Dans la lutte contre le terrorisme, faire fi de l’État de droit ?

dimanche 1er novembre 2020.
 

C’est une petite rengaine qui monte dans le débat public à mesure que se propage l’effroi suscité par l’assassinat de Samuel Paty. Comme cet acte a été commis par un jeune Russe d’origine tchétchène bénéficiant du statut de réfugié, connu de la police pour des faits de droit commun et ayant répondu à un appel lancé sur les réseaux sociaux par un militant islamiste fiché S, des voix de plus en plus nombreuses se lèvent pour réclamer la suppression des garanties juridiques qui protégeraient indûment les réfugiés aussi bien que les islamistes, français ou étrangers. À les entendre, le responsable ultime de cette tragédie serait ni plus ni moins que… l’État de droit, et les conventions juridiques, en particulier européennes, que la France a signées et qui lui ligoteraient les mains dans son action contre le terrorisme !

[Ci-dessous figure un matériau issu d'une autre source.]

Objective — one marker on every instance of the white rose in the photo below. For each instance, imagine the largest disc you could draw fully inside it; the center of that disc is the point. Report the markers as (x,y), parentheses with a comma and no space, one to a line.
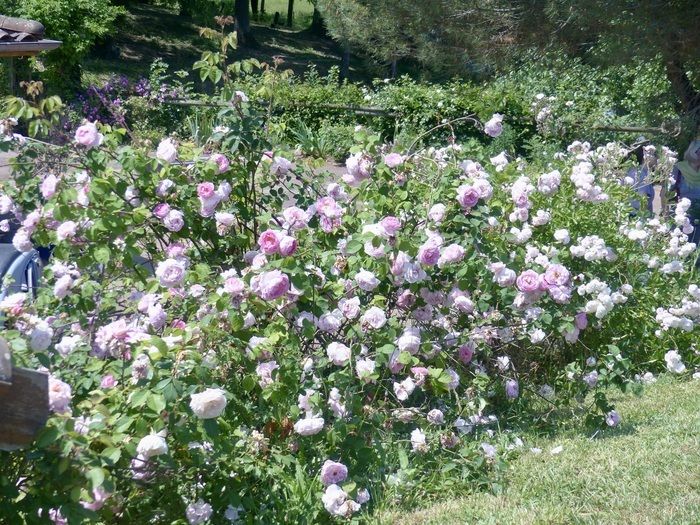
(166,151)
(309,426)
(152,445)
(208,404)
(338,353)
(374,318)
(366,280)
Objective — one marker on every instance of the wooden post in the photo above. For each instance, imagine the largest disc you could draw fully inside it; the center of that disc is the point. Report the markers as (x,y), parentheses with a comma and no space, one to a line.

Que Marine Le Pen en appelle à des juridictions d’exception ou que le ministre de l’Intérieur Gérald Darmanin se montre désireux de dissoudre au plus vite, par décret, les associations religieuses qui incitent à la violence mais également celles qui sont seulement soupçonnées par ses services « d’agir contre les valeurs de la République », selon une formulation juridiquement imprécise retoquée à plusieurs reprises par le Conseil constitutionnel, voilà, me dis-je, qui est sans doute dans l’ordre des choses, après un tel événement. Mais je sursaute quand j’entends l’ancien secrétaire général dudit Conseil, Jean-Éric Schoettl, déclarer dans Le Figaro que les mesures qui s’imposeraient selon lui – internement des fichés S, privation de liberté des condamnés pour terrorisme à la fin de leur peine ou édiction de quotas migratoires – se heurtent au mur des droits fondamentaux. De sorte que l’alternative est « soit se tenir dans les limites de l’État de droit… soit se préparer à “renverser la table” (sic) en modifiant la Constitution et en suspendant les engagements européens au nom de l’intérêt supérieur du pays. » Dans ses pas, le philosophe Marcel Gauchet, qu’on a connu mieux inspiré, invite à « remettre l’État de droit à sa juste place par rapport à la souveraineté populaire » qui serait menacée dans « sa dimension primordiale de droit de se défendre du peuple » – un droit qui ne devrait plus être encadré par le pouvoir judiciaire qui ne voit ces menaces que « par le bout de sa lorgnette ».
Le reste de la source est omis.